What are the responsibilities of museums when dealing with archives of deceased artists who behaved badly? Should there be a scale for bad behavior—from misdemeanor to atrocity—that factors into decision making? This panel will continue the conversation about the feasibility of separating the art from the artist and discuss how museums navigate moral challenges in assessing their collections.

Panelists

Aruna D’Souza writes about modern and contemporary art; intersectional feminism and other forms of politics; and how museums shape our views of each other and the world. Her most recent book, Whitewalling: Art, Race, and Protest in 3 Acts, was named one of the best art books of 2018 by the New York Times.

Erich Hatala Matthes is associate professor of philosophy at Wellesley College. His research deals with the ethics, politics, and aesthetics of cultural heritage and the environment.

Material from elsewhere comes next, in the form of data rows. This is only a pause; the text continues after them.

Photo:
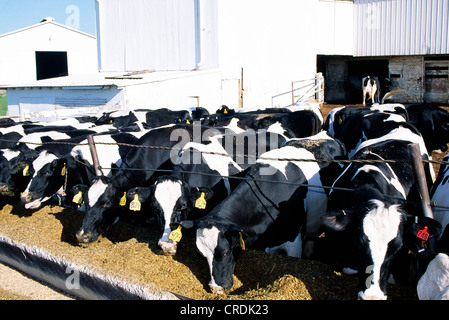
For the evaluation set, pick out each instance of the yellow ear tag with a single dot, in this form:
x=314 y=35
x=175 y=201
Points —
x=242 y=242
x=176 y=235
x=135 y=205
x=123 y=200
x=201 y=201
x=78 y=198
x=25 y=171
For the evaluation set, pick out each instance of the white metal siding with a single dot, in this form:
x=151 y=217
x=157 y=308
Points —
x=401 y=27
x=151 y=34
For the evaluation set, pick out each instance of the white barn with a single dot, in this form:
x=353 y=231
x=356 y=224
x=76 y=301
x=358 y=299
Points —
x=44 y=50
x=184 y=53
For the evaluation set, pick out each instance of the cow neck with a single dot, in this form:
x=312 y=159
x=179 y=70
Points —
x=263 y=195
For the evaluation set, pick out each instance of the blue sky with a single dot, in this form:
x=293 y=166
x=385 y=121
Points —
x=17 y=14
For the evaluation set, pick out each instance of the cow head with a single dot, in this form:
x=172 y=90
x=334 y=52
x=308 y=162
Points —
x=375 y=233
x=172 y=200
x=100 y=201
x=15 y=171
x=220 y=244
x=48 y=179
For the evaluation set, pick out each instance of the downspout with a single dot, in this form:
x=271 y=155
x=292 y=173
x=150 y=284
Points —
x=198 y=36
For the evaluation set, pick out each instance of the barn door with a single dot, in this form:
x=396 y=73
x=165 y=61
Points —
x=437 y=82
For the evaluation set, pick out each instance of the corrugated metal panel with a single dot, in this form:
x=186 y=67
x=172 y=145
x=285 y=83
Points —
x=151 y=34
x=401 y=27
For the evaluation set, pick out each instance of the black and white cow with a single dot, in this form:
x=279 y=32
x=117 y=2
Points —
x=105 y=195
x=161 y=117
x=59 y=167
x=270 y=209
x=203 y=168
x=15 y=166
x=433 y=123
x=370 y=87
x=355 y=125
x=369 y=218
x=440 y=195
x=296 y=124
x=434 y=283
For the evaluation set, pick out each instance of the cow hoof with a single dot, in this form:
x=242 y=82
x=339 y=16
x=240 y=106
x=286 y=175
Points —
x=216 y=290
x=168 y=248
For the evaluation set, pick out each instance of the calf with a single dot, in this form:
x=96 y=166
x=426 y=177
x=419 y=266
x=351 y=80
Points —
x=202 y=168
x=370 y=87
x=368 y=215
x=270 y=209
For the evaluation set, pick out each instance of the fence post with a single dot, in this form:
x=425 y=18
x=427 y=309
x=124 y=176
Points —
x=420 y=177
x=319 y=83
x=93 y=152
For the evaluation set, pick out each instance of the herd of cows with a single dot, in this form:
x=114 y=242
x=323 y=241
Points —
x=272 y=179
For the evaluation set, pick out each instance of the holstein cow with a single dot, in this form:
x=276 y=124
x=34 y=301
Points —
x=59 y=167
x=370 y=87
x=369 y=218
x=353 y=126
x=440 y=195
x=15 y=172
x=107 y=196
x=296 y=124
x=270 y=209
x=202 y=170
x=433 y=123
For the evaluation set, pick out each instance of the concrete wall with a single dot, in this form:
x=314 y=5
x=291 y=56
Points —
x=407 y=73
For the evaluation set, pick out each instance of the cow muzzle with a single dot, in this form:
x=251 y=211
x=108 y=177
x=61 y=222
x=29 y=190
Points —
x=5 y=190
x=216 y=289
x=27 y=200
x=168 y=247
x=365 y=296
x=84 y=238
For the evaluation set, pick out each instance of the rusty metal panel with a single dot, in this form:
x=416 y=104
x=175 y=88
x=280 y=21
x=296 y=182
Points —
x=437 y=81
x=401 y=27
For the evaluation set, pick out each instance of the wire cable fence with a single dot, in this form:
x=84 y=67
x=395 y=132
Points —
x=249 y=157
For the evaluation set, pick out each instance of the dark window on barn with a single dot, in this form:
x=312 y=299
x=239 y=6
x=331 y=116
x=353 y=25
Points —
x=51 y=64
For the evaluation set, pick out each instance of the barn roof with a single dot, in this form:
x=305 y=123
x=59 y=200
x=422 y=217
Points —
x=102 y=79
x=44 y=22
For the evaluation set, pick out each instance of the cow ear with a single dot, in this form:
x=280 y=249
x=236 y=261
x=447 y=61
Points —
x=196 y=193
x=143 y=193
x=187 y=224
x=79 y=187
x=336 y=220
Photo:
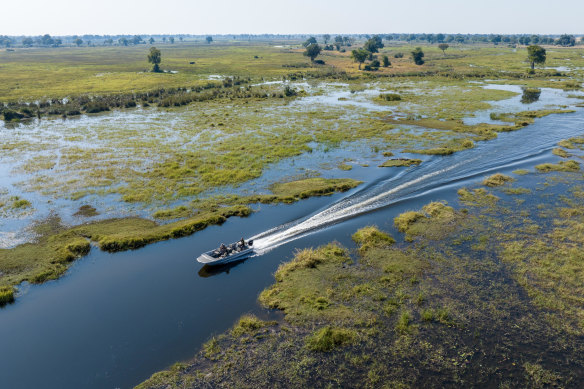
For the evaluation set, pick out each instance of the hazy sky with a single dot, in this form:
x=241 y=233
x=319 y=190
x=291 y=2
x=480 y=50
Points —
x=66 y=17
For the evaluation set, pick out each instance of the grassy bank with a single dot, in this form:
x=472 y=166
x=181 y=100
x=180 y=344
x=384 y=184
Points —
x=57 y=246
x=472 y=299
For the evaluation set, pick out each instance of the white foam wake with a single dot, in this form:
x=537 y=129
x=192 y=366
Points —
x=344 y=209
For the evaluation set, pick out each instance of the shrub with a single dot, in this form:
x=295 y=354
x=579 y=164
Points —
x=6 y=295
x=328 y=338
x=390 y=96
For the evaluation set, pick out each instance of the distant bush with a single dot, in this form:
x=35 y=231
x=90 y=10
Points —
x=418 y=56
x=10 y=115
x=289 y=91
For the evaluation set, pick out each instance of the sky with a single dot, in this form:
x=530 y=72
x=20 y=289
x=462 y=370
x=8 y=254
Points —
x=113 y=17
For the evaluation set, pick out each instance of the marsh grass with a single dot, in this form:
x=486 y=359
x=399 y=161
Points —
x=399 y=162
x=6 y=295
x=57 y=246
x=329 y=338
x=562 y=166
x=497 y=179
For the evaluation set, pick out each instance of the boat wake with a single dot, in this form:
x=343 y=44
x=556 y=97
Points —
x=510 y=149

Bill T. Jones is a Tony-award winning dancer, choreographer, and author. He is artistic director of New York Live Arts.

Martha Lucy is deputy director for research, interpretation and education at the Barnes Foundation. She has written extensively about the Barnes’s Renoir collection.

Moderator

Paula Marantz Cohen is dean of the Pennoni Honors College at Drexel University. She is also a distinguished professor of English and coeditor of the Journal of Modern Literature.

This online event will be recorded for later broadcast as an episode of the PBS-distributed series The Civil Discourse.